¿Elías, en tu mente, soy una persona muy mala?
Elías negó con la cabeza.
No era mala. Antes, incluso era muy ingenua y bondadosa.
Ahora, tenía mucho carácter.
Quizás, esta versión de ella era la más auténtica.
Antes, como se sentía incómoda en la casa de los Méndez, tenía que fingir.
—Si no soy una persona malvada, ¿por qué siempre piensas que voy a hacerle algo a tu amorcito?
—Con que ella no venga a hacerme algo a mí, yo ya me doy por satisfecha.
—Pero olvídalo, no hablemos de esto. No me vas a creer de todos modos. En cuanto se trata de Jimena, siempre te pones de su lado. Incluso si me estuviera maltratando y tú lo vieras con tus propios ojos, podrías encontrarle cien pretextos para justificarla.
Esa era la diferencia entre amar y no amar.
Él amaba a Jimena, y sin importar lo que ella hiciera, él lo toleraría y siempre pensaría que ella tenía la razón.
No la amaba a ella, así que, aunque no hiciera nada, él desconfiaba, temiendo que pudiera lastimar a Jimena.
—Isabela, yo… no soy alguien que no distinga el bien del mal.
—Tú no distingues ni el blanco del negro.
El rostro de Elías se ensombreció. Tras un buen rato, logró calmarse y le dijo la verdad:
—Jimena está embarazada y no tiene mucho apetito. Dice que se le antojaron mucho las costillas en salsa de tamarindo que tú preparas, que te quedan en el punto perfecto de acidez y dulzura.
—Rodrigo me llamó para que te dijera si podías ir un momento a prepararle las costillas a Jimena. Quiere comerlas esta noche.
Isabela soltó un «ah».
—Era algo tan simple y te fuiste por las ramas y te salió el tiro por la culata. Fue puro gastar saliva.
Elías, al ver que no se enojaba, pensó que había aceptado.
—¿Puedes irte ahora? Te acompaño a casa de tus padres.
Siempre recordaba cómo en su vida anterior, cuando Jimena quedó embarazada, la llamó a su habitación durante una visita, la provocó deliberadamente, y ella cayó en la trampa y discutieron.
Luego, Jimena se tiró por las escaleras justo cuando Rodrigo y Elías entraban y lo veían todo.
La versión oficial fue que ella la había empujado, y no hubo forma de defenderse.
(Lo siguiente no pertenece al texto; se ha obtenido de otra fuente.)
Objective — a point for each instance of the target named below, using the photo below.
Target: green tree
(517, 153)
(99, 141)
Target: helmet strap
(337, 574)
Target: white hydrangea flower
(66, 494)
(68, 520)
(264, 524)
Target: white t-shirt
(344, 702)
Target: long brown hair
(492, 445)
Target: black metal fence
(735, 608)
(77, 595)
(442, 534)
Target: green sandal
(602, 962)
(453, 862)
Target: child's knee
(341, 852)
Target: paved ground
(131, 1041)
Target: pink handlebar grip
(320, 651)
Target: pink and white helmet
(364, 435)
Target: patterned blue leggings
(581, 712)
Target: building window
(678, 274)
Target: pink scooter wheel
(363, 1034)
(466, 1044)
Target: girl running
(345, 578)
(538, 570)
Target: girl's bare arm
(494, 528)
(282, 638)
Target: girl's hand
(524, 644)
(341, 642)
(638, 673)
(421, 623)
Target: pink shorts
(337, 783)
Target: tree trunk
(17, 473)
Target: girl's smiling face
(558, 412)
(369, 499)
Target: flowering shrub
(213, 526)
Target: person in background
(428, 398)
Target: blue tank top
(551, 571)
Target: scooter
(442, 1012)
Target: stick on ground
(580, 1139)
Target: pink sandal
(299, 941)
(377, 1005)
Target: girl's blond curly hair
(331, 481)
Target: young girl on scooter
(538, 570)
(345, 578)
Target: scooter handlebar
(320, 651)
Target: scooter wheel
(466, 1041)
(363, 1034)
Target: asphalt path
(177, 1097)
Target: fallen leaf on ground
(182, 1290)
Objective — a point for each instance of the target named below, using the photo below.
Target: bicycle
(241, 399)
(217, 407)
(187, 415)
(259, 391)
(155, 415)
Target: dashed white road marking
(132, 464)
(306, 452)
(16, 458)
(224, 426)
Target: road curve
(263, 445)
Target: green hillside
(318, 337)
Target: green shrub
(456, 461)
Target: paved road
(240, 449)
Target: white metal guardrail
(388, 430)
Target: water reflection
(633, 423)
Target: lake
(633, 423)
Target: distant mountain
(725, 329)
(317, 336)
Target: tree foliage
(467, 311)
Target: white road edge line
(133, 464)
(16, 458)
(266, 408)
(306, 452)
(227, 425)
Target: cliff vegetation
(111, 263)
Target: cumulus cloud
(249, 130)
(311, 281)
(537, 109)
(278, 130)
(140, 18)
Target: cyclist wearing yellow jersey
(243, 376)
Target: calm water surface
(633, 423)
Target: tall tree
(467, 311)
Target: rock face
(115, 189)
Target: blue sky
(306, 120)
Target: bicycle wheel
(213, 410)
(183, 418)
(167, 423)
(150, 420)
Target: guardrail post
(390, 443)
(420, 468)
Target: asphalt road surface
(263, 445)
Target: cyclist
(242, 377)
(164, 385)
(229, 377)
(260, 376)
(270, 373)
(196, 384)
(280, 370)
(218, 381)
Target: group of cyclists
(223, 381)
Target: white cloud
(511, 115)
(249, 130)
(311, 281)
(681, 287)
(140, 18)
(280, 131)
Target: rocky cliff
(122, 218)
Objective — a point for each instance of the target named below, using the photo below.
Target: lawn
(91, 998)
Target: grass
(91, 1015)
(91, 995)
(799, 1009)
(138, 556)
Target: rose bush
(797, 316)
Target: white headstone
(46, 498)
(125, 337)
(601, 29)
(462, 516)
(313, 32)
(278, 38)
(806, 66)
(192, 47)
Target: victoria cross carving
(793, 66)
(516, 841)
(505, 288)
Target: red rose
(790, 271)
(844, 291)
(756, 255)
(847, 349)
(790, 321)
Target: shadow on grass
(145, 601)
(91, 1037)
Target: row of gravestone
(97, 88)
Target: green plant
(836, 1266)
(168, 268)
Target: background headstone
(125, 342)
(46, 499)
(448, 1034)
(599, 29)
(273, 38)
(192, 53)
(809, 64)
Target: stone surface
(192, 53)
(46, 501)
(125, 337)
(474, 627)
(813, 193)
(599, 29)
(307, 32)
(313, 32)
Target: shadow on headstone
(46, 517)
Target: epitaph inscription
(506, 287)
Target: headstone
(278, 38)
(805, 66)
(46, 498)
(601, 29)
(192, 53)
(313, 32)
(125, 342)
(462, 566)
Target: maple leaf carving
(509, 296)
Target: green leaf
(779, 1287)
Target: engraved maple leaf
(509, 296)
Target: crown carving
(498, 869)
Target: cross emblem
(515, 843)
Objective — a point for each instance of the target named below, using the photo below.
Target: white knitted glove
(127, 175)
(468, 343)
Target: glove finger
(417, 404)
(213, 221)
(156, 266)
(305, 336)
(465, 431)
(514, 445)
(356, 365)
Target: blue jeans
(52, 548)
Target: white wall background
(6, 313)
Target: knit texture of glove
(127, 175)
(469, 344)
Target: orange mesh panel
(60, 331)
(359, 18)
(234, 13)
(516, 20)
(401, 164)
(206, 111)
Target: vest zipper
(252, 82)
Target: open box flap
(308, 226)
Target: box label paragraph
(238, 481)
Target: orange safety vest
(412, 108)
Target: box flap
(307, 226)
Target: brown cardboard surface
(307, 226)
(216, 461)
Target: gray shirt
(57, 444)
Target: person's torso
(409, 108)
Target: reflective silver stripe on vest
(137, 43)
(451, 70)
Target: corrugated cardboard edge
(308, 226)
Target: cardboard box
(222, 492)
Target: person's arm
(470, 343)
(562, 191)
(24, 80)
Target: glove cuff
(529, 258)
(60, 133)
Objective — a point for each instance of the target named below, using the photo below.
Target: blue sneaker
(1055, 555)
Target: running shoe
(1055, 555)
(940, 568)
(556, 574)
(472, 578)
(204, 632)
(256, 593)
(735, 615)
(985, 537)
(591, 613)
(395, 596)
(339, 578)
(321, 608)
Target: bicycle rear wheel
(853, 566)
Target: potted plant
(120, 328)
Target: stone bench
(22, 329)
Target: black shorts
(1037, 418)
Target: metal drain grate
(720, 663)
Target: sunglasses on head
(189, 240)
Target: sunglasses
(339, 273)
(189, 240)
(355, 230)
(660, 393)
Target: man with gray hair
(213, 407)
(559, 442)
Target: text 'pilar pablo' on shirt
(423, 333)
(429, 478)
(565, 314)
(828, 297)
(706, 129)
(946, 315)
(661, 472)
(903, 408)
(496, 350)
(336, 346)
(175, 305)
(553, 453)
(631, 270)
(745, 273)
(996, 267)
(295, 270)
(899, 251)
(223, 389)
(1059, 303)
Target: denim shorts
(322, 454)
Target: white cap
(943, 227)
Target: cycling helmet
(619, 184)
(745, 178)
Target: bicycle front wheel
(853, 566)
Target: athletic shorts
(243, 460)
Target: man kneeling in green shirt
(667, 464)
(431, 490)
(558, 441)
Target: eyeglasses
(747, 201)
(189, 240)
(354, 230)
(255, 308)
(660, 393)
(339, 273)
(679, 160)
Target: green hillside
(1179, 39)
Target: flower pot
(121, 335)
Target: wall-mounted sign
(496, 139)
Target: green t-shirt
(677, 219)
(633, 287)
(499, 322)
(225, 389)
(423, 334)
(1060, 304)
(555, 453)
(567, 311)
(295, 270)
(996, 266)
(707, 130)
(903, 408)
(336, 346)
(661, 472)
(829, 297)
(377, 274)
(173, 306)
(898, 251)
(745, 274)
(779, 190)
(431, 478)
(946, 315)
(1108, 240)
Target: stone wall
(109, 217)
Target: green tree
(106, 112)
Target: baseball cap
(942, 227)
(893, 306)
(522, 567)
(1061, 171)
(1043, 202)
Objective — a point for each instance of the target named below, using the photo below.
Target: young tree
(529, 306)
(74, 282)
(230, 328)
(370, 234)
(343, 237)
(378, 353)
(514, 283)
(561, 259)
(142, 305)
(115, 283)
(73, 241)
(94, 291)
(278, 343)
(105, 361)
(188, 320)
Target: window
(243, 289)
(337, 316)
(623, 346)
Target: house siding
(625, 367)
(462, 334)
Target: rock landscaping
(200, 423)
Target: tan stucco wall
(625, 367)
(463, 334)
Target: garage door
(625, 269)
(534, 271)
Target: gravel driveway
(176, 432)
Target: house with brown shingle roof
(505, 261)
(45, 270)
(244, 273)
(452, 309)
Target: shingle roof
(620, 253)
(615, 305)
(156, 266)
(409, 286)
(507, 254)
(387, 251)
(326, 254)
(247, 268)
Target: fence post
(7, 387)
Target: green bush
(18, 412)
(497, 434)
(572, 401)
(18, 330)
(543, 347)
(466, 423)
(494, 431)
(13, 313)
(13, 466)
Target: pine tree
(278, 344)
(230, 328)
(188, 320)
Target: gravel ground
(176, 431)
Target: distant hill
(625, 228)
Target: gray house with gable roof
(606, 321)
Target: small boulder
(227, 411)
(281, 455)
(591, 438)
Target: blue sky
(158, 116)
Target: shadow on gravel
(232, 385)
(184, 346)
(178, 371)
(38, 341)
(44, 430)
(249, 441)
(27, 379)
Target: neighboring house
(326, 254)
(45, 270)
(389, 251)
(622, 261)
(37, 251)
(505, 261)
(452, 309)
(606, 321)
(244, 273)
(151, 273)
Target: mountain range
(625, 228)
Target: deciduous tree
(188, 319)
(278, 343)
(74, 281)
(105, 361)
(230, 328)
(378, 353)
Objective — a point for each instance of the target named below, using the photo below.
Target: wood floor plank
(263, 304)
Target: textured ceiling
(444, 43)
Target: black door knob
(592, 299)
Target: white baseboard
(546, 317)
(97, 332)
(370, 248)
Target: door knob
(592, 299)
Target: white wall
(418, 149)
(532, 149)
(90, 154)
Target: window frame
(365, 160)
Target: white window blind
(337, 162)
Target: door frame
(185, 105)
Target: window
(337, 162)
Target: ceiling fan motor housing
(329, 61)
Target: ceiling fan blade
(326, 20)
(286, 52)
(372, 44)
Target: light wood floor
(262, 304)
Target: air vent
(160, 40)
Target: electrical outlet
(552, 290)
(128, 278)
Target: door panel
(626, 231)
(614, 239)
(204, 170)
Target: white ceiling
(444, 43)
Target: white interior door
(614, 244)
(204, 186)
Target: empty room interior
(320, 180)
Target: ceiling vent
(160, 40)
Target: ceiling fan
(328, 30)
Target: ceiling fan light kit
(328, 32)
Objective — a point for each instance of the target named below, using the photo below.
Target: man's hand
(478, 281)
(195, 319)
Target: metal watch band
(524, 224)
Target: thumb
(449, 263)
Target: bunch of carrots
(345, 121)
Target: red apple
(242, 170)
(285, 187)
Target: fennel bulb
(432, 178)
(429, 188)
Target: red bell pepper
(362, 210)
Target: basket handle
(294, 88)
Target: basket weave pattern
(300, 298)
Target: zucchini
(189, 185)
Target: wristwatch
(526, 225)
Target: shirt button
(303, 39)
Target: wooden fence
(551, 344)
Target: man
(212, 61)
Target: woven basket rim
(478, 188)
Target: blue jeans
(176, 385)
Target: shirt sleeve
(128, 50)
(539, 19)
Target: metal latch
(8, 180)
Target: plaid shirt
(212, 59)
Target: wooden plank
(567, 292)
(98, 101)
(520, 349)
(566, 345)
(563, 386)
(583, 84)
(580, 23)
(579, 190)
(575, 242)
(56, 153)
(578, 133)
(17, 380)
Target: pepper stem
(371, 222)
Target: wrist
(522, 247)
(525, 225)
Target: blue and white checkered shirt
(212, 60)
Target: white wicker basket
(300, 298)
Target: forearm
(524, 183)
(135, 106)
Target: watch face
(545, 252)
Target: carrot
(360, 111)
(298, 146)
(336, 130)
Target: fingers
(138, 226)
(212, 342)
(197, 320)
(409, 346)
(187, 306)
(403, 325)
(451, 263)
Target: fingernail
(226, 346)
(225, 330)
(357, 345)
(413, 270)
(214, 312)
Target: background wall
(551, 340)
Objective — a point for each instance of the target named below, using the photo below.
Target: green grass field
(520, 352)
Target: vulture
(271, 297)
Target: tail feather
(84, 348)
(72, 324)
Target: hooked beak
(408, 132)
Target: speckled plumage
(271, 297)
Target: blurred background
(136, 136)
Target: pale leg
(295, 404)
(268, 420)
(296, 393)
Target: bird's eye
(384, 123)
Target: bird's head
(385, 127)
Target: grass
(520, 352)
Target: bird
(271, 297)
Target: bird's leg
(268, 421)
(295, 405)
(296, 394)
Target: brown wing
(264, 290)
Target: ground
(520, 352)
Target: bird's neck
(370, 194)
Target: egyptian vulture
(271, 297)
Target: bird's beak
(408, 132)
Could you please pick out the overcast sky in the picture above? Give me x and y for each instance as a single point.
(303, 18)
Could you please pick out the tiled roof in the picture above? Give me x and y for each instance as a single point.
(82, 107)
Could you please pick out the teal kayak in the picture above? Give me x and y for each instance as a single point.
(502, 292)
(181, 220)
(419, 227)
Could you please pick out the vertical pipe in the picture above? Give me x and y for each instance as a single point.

Jimena fue llevada de urgencia al hospital, el bebé no se salvó y, para colmo, sufrió una hemorragia grave que la hizo pasar por un infierno.
Sin embargo, en su vida pasada, Jimena se embarazó dos años después.
Ahora que había regresado, Jimena se había embarazado antes de tiempo.
Las cosas habían cambiado y ella tenía que ser precavida. En cualquier caso, evitaría volver a la casa de los Méndez. Si su madre la extrañaba, podía venir a buscarla a su estudio.
Podían reunirse en cualquier lugar para tomar un té o comer juntas; no era necesario que fuera en esa casa.
—Elías, más vale prevenir que lamentar.
—Nosotros… cuando nos topemos con una embarazada, sin importar qué se le antoje de lo que tengamos, hay que negárselo. No hay que sentirse mal por ello.